By this point in the book, the general lines of the argument have been laid down. Close readings of early rabbinic midrash show us that many of the themes that inform later Church Christology are embedded in the Jewish tradition with which the rabbis are working and are related to debates about Roman governance. Are angels (Chapter Six) related conceptually at least to the experience of dealing with the Roman emperor through intermediaries, who are of course not to be confused with the ruler himself, for example? This discussion in turn leads to Hellenistic Jewish interest in the creation of humankind, or more specifically of Adam, taken up in Chapter Seven. The two creation stories in Genesis have given rise to two areas of Hellenistic speculation discussed by Schäfer. One concerns whether Adam was created before or after the angels, and the other with the precise nature of Adam, who was after all created in the divine image. At stake are not only whether Adam is above or below the angels in status, and so whether or not the angels should worship him, but also whether or not Adam is divine (as he appears in the later Christian Logos theology) or of earth and clay, dust and ashes. Once again, the pressing issues of Roman hierarchy can be seen informing these debates.

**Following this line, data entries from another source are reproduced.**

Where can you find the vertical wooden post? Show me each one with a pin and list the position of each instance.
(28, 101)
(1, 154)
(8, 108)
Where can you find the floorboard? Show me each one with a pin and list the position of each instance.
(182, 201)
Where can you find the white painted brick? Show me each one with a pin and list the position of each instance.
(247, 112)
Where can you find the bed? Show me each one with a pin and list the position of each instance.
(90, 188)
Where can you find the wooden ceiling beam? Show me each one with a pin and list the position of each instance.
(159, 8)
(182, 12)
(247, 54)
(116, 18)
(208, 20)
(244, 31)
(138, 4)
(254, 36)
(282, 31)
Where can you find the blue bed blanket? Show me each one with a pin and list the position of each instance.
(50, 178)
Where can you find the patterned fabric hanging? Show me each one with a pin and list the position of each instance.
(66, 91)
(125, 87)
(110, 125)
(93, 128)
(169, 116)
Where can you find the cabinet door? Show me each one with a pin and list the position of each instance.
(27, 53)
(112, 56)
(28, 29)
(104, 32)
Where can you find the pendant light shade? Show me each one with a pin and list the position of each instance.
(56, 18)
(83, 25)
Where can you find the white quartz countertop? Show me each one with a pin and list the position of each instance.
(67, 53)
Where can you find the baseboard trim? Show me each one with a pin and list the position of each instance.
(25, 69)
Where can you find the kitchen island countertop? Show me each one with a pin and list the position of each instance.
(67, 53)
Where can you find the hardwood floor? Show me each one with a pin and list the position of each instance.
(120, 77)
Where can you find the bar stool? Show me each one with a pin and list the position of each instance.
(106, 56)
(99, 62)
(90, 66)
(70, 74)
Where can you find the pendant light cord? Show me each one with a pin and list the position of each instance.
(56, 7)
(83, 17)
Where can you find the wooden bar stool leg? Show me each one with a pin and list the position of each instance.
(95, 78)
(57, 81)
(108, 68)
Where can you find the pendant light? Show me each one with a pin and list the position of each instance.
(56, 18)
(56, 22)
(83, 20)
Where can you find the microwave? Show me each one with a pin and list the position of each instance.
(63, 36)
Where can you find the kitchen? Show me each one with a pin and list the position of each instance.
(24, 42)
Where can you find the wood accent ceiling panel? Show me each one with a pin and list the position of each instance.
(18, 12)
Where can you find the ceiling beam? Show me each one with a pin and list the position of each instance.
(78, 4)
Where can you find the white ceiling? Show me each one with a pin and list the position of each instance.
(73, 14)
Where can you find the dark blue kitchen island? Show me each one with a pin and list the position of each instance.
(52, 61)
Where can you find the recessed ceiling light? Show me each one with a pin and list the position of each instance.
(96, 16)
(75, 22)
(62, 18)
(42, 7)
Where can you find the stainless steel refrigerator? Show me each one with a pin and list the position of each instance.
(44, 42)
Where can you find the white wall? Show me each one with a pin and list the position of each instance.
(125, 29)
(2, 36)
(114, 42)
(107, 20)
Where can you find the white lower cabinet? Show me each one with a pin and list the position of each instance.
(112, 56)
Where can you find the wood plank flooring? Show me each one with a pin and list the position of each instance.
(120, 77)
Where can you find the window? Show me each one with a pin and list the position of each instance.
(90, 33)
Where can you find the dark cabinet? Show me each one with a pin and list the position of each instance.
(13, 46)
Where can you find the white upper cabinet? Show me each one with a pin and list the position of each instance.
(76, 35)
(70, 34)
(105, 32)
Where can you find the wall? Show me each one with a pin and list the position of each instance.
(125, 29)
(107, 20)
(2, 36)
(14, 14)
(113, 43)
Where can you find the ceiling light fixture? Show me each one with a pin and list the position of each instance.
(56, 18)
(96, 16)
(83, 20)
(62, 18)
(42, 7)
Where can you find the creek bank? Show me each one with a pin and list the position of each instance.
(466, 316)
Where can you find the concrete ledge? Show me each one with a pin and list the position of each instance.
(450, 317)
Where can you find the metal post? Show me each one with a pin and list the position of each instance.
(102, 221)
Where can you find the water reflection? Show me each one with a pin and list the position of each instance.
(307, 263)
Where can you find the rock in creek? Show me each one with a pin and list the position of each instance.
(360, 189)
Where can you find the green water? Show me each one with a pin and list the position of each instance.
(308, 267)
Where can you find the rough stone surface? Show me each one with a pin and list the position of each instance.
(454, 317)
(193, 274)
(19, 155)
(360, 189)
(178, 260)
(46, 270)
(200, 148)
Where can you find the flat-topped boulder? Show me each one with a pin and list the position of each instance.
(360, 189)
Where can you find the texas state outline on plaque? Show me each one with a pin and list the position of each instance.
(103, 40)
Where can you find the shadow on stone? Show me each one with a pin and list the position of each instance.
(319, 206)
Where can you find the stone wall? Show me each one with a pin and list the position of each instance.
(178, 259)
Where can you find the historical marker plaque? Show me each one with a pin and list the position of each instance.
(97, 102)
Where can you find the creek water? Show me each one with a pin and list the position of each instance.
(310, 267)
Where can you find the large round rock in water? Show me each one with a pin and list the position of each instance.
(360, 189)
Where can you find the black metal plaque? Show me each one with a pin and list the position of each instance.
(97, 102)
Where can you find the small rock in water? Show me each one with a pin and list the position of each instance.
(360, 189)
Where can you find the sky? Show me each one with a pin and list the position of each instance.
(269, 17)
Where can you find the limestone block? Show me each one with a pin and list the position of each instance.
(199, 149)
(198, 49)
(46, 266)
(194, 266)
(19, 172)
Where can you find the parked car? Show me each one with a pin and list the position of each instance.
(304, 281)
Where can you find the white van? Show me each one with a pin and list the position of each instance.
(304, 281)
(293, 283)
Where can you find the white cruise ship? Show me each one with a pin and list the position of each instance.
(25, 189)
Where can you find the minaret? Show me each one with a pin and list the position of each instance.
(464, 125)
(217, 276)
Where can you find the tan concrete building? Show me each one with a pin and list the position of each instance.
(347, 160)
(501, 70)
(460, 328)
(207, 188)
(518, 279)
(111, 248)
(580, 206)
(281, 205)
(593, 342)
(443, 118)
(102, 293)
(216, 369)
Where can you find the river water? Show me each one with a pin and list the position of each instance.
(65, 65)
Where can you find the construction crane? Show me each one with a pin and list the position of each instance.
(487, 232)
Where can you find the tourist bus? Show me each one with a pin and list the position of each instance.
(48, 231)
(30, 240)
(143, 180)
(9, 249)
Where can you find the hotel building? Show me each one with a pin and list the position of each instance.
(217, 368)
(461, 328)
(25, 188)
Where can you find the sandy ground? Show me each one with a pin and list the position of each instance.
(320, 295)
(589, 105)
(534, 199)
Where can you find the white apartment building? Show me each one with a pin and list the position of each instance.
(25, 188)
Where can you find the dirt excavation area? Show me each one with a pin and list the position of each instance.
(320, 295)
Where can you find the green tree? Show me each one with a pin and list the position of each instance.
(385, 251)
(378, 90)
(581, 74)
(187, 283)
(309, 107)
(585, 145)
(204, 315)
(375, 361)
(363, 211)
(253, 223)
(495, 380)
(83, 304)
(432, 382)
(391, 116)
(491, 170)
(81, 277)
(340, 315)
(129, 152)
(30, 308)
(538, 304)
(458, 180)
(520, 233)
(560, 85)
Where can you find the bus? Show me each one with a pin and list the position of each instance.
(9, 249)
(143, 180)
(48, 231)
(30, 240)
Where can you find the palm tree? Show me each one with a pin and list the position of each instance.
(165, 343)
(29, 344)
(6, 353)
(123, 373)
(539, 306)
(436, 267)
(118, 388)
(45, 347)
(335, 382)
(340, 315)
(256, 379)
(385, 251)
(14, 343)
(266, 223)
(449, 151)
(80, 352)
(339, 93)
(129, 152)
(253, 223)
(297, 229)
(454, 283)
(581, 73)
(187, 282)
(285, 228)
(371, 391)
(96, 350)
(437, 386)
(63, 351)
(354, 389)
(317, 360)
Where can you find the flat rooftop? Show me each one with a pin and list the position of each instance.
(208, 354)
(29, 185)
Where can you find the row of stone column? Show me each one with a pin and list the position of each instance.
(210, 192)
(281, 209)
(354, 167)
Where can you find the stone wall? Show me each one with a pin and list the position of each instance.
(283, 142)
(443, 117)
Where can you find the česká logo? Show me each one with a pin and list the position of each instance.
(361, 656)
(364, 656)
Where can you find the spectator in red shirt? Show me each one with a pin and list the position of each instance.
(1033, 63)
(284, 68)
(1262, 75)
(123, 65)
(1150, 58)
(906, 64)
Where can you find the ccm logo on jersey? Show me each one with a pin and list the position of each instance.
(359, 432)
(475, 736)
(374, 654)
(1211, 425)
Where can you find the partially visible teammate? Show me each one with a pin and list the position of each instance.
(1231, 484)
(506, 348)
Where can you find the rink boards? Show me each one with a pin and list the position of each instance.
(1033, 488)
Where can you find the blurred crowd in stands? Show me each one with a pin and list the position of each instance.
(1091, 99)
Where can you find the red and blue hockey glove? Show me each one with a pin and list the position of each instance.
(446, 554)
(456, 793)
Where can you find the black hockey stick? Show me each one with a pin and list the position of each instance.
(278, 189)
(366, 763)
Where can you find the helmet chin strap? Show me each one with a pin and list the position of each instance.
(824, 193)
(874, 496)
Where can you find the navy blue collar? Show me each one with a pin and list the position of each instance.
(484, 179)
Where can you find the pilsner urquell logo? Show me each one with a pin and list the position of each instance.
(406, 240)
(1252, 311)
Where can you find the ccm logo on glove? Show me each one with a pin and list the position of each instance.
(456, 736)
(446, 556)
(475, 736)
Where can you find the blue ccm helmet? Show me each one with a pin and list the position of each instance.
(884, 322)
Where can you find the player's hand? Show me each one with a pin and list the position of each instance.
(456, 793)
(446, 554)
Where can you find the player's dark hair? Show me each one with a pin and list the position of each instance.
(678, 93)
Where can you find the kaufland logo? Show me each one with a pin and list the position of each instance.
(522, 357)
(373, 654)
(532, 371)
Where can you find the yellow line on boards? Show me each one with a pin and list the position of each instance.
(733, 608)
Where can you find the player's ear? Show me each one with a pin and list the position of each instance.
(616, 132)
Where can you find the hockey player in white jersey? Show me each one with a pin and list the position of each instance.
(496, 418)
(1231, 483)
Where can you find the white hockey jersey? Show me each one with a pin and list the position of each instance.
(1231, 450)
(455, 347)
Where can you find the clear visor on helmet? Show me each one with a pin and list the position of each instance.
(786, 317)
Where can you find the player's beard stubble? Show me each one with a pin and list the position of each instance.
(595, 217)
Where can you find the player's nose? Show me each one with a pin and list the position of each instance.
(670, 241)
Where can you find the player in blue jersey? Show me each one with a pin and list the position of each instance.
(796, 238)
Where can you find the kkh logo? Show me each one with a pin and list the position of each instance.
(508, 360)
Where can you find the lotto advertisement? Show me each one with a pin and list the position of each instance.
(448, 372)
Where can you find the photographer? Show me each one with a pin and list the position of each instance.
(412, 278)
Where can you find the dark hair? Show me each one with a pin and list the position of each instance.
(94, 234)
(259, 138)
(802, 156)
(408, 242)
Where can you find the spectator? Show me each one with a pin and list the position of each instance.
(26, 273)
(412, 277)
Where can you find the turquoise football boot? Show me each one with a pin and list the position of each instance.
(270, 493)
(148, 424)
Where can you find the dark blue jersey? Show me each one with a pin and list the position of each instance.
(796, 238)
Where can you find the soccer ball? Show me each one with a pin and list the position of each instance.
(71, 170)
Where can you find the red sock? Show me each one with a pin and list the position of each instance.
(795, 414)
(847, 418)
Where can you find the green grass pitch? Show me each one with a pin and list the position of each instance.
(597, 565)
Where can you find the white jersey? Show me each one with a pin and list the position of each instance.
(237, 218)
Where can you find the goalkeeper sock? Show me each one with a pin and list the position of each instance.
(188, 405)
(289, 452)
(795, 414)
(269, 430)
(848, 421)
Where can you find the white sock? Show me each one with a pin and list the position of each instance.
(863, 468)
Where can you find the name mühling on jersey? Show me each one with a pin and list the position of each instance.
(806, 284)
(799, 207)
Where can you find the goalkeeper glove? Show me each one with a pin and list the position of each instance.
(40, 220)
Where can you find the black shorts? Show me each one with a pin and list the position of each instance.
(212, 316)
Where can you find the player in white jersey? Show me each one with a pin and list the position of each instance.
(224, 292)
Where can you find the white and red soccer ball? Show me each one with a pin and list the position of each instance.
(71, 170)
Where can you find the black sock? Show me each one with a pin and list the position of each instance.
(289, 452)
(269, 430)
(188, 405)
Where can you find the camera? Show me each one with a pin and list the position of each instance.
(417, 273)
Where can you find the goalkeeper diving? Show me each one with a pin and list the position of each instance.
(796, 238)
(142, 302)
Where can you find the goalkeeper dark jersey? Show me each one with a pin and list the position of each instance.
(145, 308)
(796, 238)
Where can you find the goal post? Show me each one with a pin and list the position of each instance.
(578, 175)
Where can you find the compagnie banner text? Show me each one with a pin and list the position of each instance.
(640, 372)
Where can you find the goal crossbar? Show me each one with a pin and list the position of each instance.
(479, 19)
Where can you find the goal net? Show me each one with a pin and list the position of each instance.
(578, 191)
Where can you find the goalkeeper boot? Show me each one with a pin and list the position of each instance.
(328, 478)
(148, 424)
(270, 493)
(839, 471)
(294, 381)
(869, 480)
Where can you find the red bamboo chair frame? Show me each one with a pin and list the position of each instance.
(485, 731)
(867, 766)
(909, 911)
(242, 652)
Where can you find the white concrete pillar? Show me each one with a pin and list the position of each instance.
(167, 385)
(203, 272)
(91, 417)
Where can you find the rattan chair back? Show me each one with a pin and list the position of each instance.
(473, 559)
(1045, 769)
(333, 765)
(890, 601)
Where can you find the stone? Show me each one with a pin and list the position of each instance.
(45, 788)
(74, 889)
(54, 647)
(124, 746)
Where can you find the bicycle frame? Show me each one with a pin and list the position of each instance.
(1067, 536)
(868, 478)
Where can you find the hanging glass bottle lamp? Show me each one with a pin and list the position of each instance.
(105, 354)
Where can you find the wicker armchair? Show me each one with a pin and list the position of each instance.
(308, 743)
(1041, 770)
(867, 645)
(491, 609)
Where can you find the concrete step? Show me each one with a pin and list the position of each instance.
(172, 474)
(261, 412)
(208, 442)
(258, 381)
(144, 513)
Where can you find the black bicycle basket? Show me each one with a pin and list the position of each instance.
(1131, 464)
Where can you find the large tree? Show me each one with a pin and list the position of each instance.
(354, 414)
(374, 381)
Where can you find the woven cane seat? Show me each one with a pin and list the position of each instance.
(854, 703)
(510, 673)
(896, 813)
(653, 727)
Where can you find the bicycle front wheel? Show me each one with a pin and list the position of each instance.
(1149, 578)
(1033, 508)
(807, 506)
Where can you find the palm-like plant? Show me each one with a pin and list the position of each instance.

Chapter Eight returns us to the different perspectives Schäfer discerns between the earlier Palestinian community as documented for him in the Jerusalem Talmud, and the later Babylonian Jewish community as documented in the Babylonian Talmud. The difference is that the earlier Palestinian community saw a nascent or emerging community, while the later Babylonians were dealing with a more mature, but not dominant Christianity. The focus of this chapter is a single story from the Jerusalem Talmud tractate Berachot dealing with the birth (and disappearance) of the messianic baby. What Schäfer adduces from his close reading of the texts is that the Palestinian community could accept the overall idea of messiahship (see, for example, the widespread acceptance accorded to Bar Kochba) while yet deliberately critiquing early Christian accounts as not in fact true. Certainly one stumbling block was the notion that the joyous coming of the messiah could not be associated with the disastrous loss of the Temple.

This finally leads Schäfer to the rabbinic speculation of the two messiahs, one the son of David and the other the son of Ephraim. Chapter Nine looks at three pisqa’ot from Pesiqta Rabbati. All three show to Schäfer striking parallels to more mature Christian doctrines of the messiah. These parallels not only allow Schäfer to suggest a late date for the Pesiqta Rabbati, sometime in the seventh century C.E. , but to assert that here again we have evidence of a Judaism that deals self-assuredly with messianic doctrines even though these also form the basis of catholic Christianity.

What we have in the end then are careful and informed readings of selections from the rabbinic literature, readings that are informed by both formative Christian doctrine and by the political realities of the Roman world of the time. These readings lead to a view of rabbinic Judaism that is deeply influenced by the outside world and is self-assured enough to continue to embrace theological doctrines that are becoming central to the emerging catholic church. The breathtakingly dynamic system that Schäfer adduces thoroughly reshapes how we imagine these two religious traditions during their formative phases, and is sure to shape future discussions of the early Church and early rabbinism for a new generation of scholars.

Peter J. Haas is Abba Hillel Silver Professor of Jewish Studies and chair of religious studies at Case Western Reserve University and a contributing editor.